The one below is fact - opportunistic visions of "robot bees" still seem
like a profitable business model to those who can't do the basic math on how
many "flower visits" are implied by "pollination".
https://www.newscientist.com/article/2120832-robotic-bee-could-help-pollinat
e-crops-as-real-bees-decline/
https://tinyurl.com/hmmaeyy
The one below is also fact, and it makes one wonder how many people and
groups have tooled up to do CRISPR work "in their basement" while assuming
that they can keep the modified insects or bacteria absolutely contained.
There's an entire film festival of 1950s movies with this exact premise, and
most of them did not end well for large numbers of innocent humans. (If
thermalcyclers are outlawed, will only outlaws do CRISPR work?)
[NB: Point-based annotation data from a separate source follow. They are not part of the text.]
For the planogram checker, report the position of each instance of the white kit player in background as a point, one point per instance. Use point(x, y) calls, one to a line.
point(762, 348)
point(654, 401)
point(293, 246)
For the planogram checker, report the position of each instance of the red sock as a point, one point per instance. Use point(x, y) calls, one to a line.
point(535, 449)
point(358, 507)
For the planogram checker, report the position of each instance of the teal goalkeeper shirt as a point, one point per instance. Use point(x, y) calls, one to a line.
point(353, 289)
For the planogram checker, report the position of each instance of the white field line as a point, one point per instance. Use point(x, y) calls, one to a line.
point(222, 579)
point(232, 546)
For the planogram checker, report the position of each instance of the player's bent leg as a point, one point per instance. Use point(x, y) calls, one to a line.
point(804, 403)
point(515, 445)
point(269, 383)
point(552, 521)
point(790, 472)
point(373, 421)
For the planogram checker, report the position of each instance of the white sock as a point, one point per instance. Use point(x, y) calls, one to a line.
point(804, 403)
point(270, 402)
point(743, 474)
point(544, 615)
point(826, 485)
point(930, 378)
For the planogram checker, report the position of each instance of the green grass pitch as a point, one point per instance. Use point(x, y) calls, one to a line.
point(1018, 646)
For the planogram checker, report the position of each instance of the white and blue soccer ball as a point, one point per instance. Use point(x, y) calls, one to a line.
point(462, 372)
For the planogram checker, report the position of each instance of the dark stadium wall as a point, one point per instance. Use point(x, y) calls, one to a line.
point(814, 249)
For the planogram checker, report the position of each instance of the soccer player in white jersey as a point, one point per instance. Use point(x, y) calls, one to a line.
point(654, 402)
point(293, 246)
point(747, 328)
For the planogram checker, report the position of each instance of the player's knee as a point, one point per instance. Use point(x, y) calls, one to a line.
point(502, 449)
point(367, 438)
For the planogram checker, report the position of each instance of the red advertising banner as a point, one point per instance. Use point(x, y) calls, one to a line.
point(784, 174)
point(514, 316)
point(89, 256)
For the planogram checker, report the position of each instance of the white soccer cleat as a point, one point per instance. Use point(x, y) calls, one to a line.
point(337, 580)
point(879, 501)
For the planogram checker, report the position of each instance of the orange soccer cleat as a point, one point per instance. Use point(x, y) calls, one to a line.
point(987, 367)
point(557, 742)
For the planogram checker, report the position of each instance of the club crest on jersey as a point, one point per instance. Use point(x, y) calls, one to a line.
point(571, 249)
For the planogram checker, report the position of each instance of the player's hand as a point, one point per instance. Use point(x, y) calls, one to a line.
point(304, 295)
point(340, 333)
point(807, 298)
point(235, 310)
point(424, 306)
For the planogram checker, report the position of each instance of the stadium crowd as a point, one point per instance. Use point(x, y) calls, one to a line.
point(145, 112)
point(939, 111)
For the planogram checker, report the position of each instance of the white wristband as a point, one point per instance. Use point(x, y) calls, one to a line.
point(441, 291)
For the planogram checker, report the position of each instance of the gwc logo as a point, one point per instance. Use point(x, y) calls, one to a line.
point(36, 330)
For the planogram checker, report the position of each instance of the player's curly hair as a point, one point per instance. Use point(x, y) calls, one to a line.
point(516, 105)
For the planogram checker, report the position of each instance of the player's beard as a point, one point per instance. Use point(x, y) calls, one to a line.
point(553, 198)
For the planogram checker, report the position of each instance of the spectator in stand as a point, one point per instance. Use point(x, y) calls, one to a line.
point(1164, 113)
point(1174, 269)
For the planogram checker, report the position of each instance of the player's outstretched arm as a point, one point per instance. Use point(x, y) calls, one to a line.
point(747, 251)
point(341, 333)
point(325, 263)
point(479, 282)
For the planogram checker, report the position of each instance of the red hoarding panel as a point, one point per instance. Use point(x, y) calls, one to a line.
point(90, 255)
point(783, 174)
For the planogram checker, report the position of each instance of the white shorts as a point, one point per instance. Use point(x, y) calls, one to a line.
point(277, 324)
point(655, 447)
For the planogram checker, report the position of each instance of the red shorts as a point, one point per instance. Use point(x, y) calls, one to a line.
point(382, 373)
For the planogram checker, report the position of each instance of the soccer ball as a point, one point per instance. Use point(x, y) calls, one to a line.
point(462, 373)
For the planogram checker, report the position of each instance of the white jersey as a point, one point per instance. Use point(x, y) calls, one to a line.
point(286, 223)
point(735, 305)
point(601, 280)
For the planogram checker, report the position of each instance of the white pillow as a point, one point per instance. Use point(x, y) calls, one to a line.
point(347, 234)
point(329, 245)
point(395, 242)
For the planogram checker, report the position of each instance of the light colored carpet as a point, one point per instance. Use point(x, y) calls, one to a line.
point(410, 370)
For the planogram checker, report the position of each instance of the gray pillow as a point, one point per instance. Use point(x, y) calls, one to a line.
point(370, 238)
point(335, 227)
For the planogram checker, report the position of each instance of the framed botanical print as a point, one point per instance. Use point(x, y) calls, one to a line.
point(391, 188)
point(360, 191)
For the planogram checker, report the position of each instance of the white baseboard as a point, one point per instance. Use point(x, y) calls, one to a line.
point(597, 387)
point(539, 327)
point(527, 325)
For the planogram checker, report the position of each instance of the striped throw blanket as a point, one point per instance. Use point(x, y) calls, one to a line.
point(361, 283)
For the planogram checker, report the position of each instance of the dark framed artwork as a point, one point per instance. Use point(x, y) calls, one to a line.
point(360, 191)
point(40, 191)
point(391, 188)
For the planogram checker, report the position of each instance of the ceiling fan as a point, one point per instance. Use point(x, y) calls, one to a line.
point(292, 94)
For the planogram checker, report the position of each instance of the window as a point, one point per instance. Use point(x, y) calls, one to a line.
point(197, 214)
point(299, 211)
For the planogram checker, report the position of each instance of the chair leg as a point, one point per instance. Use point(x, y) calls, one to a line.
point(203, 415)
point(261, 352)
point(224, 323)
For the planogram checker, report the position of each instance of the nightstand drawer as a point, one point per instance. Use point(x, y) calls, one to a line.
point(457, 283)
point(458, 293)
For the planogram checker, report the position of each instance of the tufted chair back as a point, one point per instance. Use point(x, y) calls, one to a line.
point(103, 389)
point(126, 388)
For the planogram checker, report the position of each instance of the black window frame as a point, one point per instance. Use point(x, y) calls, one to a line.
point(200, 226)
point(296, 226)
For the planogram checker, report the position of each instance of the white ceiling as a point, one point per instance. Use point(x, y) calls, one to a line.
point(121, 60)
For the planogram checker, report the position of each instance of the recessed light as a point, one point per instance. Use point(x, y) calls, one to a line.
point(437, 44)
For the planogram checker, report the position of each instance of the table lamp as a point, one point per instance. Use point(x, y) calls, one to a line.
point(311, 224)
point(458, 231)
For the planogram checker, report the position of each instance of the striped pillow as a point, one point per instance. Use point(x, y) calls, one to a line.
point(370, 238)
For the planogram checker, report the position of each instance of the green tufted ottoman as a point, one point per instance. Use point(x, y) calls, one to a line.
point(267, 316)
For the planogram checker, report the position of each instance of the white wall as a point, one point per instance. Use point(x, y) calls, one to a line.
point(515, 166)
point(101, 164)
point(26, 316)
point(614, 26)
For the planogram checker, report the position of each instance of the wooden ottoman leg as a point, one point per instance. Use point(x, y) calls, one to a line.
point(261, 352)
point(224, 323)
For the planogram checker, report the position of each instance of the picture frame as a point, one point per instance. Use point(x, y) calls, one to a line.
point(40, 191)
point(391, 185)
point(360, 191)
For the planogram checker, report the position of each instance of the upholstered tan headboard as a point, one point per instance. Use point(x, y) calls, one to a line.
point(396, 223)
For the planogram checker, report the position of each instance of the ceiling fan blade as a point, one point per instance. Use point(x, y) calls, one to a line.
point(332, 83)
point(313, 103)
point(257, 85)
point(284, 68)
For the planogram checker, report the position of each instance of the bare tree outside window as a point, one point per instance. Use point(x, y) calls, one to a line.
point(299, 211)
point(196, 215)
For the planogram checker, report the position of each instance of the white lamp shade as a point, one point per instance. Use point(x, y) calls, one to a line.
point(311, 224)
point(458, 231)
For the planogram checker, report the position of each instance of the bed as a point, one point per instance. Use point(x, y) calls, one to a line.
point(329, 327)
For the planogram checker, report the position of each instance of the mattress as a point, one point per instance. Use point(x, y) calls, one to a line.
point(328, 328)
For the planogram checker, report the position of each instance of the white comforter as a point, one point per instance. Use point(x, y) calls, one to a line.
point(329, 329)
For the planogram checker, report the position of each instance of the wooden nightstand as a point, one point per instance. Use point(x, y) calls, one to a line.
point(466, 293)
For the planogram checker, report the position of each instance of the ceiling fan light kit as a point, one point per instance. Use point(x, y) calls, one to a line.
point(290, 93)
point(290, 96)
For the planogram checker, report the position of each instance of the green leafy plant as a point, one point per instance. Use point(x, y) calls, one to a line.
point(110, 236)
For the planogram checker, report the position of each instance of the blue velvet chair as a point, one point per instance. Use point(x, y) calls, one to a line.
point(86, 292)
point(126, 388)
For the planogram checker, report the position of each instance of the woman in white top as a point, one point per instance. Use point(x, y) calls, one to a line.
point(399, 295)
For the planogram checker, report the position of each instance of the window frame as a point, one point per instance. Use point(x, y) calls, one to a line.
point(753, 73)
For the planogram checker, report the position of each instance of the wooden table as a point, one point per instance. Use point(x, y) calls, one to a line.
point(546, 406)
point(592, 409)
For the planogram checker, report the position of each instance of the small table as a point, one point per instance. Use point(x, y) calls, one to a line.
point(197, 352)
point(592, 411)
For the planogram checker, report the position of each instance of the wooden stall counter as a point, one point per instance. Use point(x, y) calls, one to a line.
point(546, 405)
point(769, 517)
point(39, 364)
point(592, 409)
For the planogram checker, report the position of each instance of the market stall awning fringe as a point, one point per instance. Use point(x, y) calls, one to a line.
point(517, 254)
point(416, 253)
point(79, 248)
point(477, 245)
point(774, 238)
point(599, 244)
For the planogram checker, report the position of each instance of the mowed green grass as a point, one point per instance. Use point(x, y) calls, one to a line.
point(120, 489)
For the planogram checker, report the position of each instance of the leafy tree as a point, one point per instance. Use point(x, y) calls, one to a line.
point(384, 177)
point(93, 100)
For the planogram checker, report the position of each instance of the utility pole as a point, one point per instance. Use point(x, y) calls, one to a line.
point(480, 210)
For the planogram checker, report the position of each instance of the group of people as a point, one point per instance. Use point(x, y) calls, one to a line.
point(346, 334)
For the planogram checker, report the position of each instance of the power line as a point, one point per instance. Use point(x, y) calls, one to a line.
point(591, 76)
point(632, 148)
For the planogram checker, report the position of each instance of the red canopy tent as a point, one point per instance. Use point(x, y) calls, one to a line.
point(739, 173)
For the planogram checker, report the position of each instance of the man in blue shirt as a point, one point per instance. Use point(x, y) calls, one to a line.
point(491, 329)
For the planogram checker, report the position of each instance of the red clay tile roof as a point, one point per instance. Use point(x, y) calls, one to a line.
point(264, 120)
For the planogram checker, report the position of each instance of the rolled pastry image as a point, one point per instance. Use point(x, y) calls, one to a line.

http://www.sciencemag.org/news/2017/03/world-s-first-genetically-modified-an
ts-shed-light-how-complex-insect-societies-evolved
https://tinyurl.com/zenp5ec
The two reports above seem to have prompted the story below, which is
absolute fiction, but is circulating far more widely than the other two:
http://worldnewsdailyreport.com/genetically-modified-ants-could-replace-hone
y-bees-claims-monsanto-expert/
https://tinyurl.com/pzqfe7l
The two factual stories make the fictional story seem that much more
plausible, but the factual stories themselves raise the same
questions/concerns/anxiety as the fictional one. This is a whole new class
of "science", where the work is well-intentioned, and being performed by
legit researchers, but essentially indistinguishable from deliberate
misinformation.
The same problem exists to a lesser extent when a new beekeeper buys an old
beekeeping book in a used book store, and trusts the contents to still be
pragmatically useful in current beekeeping.